While I’ve never had the opportunity to hear one in person, nearly anyone involved in the world of music is aware of the near-legendary quality of the instruments created by Italian violin maker Antonio Stradivari. It appears that scientists may have narrowed down one intriguing factor in what makes a Stradivarius sound the way it does — it’s all in the wood.
…a tree-ring dating expert at the University of Tennessee and a climatologist at Columbia University offer a new theory — the wood developed special acoustic properties as it was growing because of an extended period of long winters and cool summers.
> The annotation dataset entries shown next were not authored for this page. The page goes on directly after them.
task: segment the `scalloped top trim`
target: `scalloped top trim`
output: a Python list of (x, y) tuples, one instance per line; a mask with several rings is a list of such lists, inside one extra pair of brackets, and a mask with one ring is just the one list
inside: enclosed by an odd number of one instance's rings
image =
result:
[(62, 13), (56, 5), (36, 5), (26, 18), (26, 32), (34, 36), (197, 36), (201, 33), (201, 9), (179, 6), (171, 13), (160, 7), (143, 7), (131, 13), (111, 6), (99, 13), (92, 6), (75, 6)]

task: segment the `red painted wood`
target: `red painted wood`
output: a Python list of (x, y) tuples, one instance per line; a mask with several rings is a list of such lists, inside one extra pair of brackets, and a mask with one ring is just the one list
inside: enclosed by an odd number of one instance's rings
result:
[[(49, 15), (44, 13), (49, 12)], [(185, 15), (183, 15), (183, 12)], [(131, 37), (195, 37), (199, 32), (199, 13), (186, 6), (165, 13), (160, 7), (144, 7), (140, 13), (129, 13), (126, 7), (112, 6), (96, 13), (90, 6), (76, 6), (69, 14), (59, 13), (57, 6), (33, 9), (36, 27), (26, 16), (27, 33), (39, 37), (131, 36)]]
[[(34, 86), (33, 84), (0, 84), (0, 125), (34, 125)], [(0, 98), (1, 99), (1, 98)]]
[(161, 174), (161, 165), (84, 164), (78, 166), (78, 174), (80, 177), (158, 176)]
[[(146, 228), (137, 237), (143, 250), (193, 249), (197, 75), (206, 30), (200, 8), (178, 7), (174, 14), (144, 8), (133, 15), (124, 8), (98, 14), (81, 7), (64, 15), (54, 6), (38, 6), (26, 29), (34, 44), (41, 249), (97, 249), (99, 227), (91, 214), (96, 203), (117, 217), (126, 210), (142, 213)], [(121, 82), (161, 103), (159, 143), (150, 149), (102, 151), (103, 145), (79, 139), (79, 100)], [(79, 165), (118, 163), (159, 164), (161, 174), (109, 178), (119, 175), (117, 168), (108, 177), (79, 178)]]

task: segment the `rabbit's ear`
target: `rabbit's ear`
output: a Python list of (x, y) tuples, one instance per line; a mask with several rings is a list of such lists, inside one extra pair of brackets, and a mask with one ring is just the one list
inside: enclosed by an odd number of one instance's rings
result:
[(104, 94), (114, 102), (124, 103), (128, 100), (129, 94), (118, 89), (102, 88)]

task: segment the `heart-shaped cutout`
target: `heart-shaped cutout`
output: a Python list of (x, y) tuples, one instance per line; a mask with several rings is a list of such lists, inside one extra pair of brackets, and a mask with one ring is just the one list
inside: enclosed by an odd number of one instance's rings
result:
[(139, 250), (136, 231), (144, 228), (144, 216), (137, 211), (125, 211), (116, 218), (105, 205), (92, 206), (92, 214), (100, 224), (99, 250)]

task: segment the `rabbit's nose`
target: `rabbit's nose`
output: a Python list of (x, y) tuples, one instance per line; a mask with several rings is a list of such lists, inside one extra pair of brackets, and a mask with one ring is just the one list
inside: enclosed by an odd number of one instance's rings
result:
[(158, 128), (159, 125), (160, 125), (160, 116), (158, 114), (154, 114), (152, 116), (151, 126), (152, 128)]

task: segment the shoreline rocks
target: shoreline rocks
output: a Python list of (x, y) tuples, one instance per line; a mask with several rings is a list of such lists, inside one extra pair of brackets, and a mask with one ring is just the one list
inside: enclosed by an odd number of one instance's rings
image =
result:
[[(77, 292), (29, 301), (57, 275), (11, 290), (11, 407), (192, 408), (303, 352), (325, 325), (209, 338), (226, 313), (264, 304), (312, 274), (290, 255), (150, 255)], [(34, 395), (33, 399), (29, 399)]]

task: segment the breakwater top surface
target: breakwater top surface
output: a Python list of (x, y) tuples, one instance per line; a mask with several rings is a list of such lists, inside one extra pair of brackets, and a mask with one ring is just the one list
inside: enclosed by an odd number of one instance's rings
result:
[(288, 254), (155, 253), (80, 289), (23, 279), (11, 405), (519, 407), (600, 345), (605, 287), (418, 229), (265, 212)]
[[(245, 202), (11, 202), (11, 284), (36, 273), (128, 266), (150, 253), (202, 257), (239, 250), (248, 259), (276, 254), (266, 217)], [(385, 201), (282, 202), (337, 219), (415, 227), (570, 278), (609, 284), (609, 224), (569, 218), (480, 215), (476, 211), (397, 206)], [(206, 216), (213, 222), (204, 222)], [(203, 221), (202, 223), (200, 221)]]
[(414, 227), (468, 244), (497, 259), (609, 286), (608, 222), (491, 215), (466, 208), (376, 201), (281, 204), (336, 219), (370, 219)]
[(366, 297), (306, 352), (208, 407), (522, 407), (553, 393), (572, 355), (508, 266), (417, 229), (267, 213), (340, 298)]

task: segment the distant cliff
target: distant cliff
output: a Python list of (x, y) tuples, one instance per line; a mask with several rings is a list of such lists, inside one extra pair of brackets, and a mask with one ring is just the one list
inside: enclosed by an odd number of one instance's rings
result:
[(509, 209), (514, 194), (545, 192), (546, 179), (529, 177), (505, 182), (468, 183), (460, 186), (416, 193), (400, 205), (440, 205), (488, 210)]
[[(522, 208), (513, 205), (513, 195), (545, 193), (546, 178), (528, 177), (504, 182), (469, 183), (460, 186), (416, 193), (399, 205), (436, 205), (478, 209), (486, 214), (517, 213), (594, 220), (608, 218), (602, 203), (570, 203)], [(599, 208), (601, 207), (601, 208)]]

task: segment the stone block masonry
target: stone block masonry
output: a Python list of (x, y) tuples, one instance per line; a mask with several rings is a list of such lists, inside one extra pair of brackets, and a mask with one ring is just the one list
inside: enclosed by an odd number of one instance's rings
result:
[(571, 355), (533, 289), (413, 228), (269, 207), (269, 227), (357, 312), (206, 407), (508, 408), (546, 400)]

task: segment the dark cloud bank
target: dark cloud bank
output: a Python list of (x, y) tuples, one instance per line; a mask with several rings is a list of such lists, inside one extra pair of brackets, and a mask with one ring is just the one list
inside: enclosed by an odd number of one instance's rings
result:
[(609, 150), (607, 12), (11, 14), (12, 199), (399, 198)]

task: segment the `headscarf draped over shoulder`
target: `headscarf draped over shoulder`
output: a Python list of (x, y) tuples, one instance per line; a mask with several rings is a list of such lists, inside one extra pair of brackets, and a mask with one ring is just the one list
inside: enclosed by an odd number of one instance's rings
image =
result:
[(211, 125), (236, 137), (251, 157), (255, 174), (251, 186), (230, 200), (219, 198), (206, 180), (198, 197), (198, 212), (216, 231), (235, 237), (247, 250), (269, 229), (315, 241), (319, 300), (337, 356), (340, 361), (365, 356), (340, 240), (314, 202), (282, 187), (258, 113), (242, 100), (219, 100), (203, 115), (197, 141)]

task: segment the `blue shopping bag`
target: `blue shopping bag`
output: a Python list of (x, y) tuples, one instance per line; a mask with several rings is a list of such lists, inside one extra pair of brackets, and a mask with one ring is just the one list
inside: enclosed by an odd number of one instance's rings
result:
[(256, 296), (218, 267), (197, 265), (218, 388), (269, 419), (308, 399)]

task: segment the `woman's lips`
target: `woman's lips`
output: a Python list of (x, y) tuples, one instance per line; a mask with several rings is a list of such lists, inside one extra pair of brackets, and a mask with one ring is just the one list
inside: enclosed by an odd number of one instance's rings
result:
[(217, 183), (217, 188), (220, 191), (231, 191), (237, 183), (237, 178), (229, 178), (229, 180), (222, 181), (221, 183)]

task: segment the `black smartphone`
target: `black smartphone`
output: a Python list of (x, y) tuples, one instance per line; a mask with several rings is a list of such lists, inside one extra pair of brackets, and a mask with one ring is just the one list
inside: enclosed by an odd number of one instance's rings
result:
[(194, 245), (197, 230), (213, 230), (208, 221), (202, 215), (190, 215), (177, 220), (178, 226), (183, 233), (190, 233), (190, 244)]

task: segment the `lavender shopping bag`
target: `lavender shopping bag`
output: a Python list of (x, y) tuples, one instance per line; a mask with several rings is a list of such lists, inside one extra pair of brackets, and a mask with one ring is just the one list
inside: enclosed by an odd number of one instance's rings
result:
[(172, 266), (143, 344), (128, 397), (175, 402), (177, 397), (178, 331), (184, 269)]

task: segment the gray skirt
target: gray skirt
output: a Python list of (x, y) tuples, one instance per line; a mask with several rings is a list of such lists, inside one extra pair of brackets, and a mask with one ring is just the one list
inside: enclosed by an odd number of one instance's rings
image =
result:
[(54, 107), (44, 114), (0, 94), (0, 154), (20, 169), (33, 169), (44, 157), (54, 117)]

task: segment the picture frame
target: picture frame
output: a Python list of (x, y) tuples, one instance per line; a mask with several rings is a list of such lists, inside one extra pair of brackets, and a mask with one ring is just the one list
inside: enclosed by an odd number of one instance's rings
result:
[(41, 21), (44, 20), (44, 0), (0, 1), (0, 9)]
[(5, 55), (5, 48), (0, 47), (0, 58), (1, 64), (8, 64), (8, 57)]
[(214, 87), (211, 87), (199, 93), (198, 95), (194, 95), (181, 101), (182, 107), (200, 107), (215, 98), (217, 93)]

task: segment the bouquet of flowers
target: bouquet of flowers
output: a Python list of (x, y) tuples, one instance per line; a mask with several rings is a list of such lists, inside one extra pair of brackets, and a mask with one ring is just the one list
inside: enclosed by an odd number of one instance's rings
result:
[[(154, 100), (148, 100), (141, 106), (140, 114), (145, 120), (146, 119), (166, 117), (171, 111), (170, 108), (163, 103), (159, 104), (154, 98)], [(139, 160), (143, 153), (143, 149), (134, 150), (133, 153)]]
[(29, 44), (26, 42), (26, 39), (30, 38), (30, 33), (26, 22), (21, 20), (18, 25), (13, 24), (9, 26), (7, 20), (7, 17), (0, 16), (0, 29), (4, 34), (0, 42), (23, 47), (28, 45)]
Grissino-Mayer at Tennessee and Dr. Lloyd Burckle at Columbia suggest a “Little Ice Age” that gripped Europe from the mid-1400s until the mid-1800s slowed tree growth and yielded uncommonly dense Alpine spruce for Antonio Stradivari and other famous 17th century Italian violinmakers.
“I think it is very, very interesting, and it seems to me a valid observation,” said Helen Hayes, president of the New York-based Violin Society of America, which hired Grissino-Mayer to examine “The Messiah.”
“But on the other hand, nobody in this field … would ever say that if you put the best wood in the world in the hands of a mediocre maker that you would get a good instrument,” she said. “So it is never a complete explanation. Nor is the varnish nor any of the other things they have talked about. I would dare say there is no one piece of the puzzle.”